When the nurse's assistant learned that a hospitalized infant was diagnosed with a deadly blood disease, she could not help but think back to her own treatment for cancer in the very same hospital years ago when she was a teenager.
"I was scared not of dying, but of dying alone," said Nishmeth De Jesus. "I don't want that to happen to him."
His father unknown, and his mother unable to care for her seriously ill child, she surrendered guardianship. De Jesus stepped in to provide a home for the child she calls Angelo.
"We started the adoption process as fast as we could," she recalled, "because the doctors were not sure how long he had."
The adoption was finalized a year ago.
Since shortly after his birth, Angelo has been treated — and so far lived much of his life — at Children's Hospital Los Angeles.
Angelo was formally diagnosed with hemophagocytic lymphohistiocytosis, better known as HLH.

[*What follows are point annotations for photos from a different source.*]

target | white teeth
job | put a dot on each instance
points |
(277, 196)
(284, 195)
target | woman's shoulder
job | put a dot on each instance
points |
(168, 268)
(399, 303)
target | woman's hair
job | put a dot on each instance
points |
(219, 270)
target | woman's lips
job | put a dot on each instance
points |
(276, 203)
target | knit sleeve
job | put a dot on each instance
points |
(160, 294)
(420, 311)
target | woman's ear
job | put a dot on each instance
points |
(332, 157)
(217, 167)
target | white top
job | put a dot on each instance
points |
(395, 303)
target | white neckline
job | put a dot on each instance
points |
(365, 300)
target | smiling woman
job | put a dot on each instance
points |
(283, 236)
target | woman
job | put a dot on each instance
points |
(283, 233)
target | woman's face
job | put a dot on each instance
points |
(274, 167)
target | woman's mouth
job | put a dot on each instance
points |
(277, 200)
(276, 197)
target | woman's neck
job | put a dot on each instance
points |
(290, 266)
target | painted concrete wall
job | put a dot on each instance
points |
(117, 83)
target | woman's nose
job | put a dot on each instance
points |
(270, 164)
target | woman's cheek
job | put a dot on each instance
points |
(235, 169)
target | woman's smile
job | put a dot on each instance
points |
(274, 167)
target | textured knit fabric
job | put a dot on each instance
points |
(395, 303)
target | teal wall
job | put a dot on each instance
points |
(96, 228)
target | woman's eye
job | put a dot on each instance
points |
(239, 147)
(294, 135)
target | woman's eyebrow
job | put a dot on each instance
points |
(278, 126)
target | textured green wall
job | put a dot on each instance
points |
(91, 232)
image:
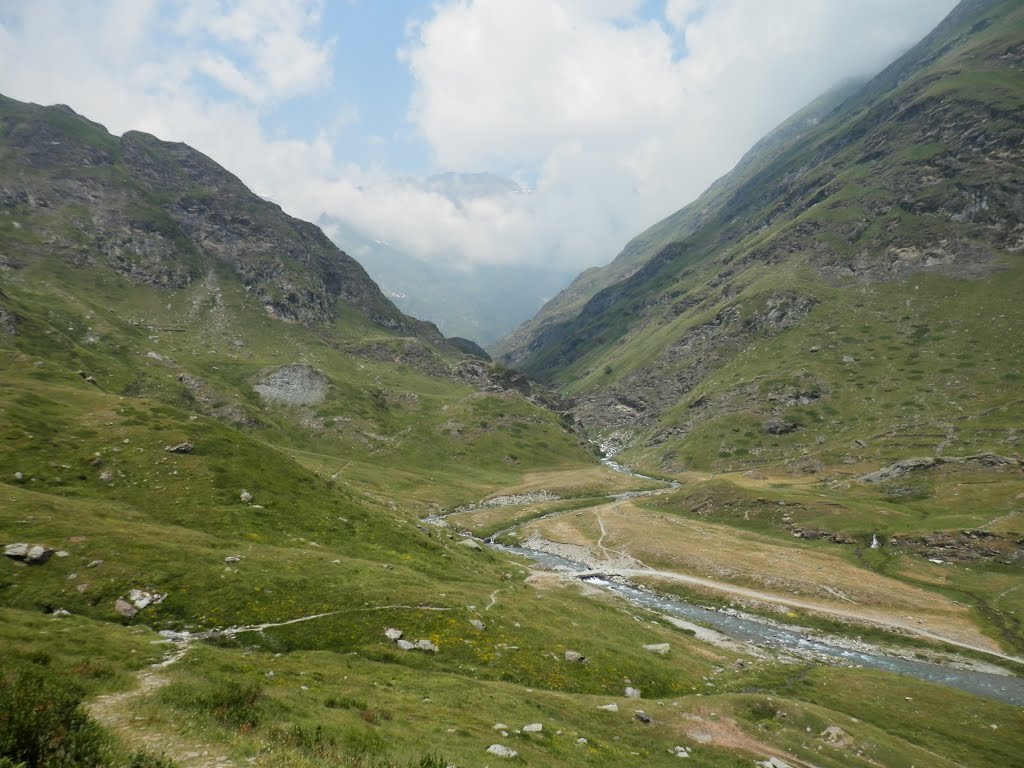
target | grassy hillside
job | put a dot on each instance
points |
(858, 285)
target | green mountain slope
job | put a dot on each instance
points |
(852, 296)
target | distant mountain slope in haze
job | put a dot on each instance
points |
(858, 283)
(482, 302)
(684, 222)
(162, 213)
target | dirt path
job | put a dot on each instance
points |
(118, 712)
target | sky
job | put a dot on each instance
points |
(608, 114)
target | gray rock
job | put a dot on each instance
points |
(778, 426)
(294, 385)
(502, 752)
(141, 599)
(659, 648)
(16, 551)
(125, 608)
(38, 555)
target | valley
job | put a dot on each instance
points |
(751, 495)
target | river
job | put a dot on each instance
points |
(769, 635)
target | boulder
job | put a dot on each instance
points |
(38, 555)
(125, 608)
(502, 752)
(16, 551)
(294, 385)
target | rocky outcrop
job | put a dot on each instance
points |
(293, 385)
(905, 466)
(164, 214)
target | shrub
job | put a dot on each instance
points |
(42, 723)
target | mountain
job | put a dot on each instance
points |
(481, 302)
(847, 293)
(251, 514)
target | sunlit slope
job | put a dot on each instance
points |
(861, 285)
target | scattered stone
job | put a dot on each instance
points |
(836, 735)
(502, 752)
(125, 608)
(141, 599)
(295, 385)
(16, 551)
(38, 555)
(778, 426)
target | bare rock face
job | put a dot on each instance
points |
(294, 385)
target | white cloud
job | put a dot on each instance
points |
(616, 121)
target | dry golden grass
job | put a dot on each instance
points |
(757, 567)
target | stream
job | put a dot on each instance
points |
(1007, 688)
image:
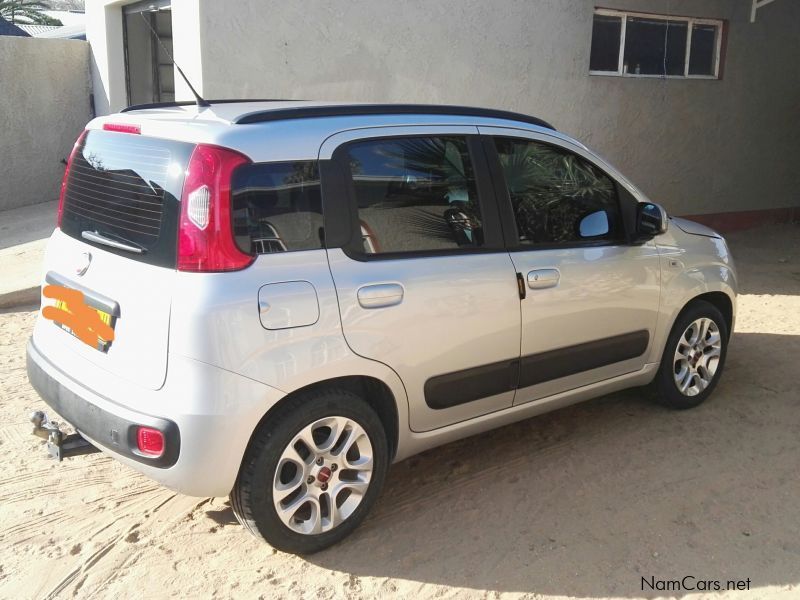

"With HLH, his immune system does not work properly," said Thomas Hofstra, who specializes in pediatric hematology/oncology at CHLA. During flare-ups, the immune system becomes over-active and attacks the patient's own tissue and organs.
It is treatable, but when it is genetic — as in Angelo's case — it recurs, Hofstra said. Angelo was re-hospitalized last week after having another relapse.
A bone marrow transplant is "the only chance for cure," Hofstra said.
The challenge is to find a donor match. The search usually begins with immediate biological family members, but they have been unreachable, said de Jesus.
The mixed ethnicity of Angelo's parentage is limiting the number of potential matches, according to Hofstra.
Angelo has been a candidate for a transplant, but none of the potential donors tested and registered with the National Marrow Donor Program is a close enough match.
"Without a match, he doesn't have a chance," Nishmeth said.
De Jesus hopes more people will consider contacting the program through its BeTheMatch website, and joining the registry by providing a genetic sample with a simple inner cheek swab.
"Any healthy person can donate blood marrow, or periferal blood, which they can get the stem cells for the bone marrow transplant," said Hofstra. Donors "recover very quickly and they keep living their lives," Hofstra said.
But for those with genetic HLH, with every relapse, recovery is more difficult.
"Every time he [Angelo] gets sick, it's more difficult to treat," said Hofstra. "He's responding partially to treatment now." The doctor said it is crucial to find a transplant match before treatment options dwindle.
De Jesus clings to hope biological relatives of Angelo can be located and evaluated as possible donors. She called him "a fighter."
"But even fighters get tired at some point," De Jesus said.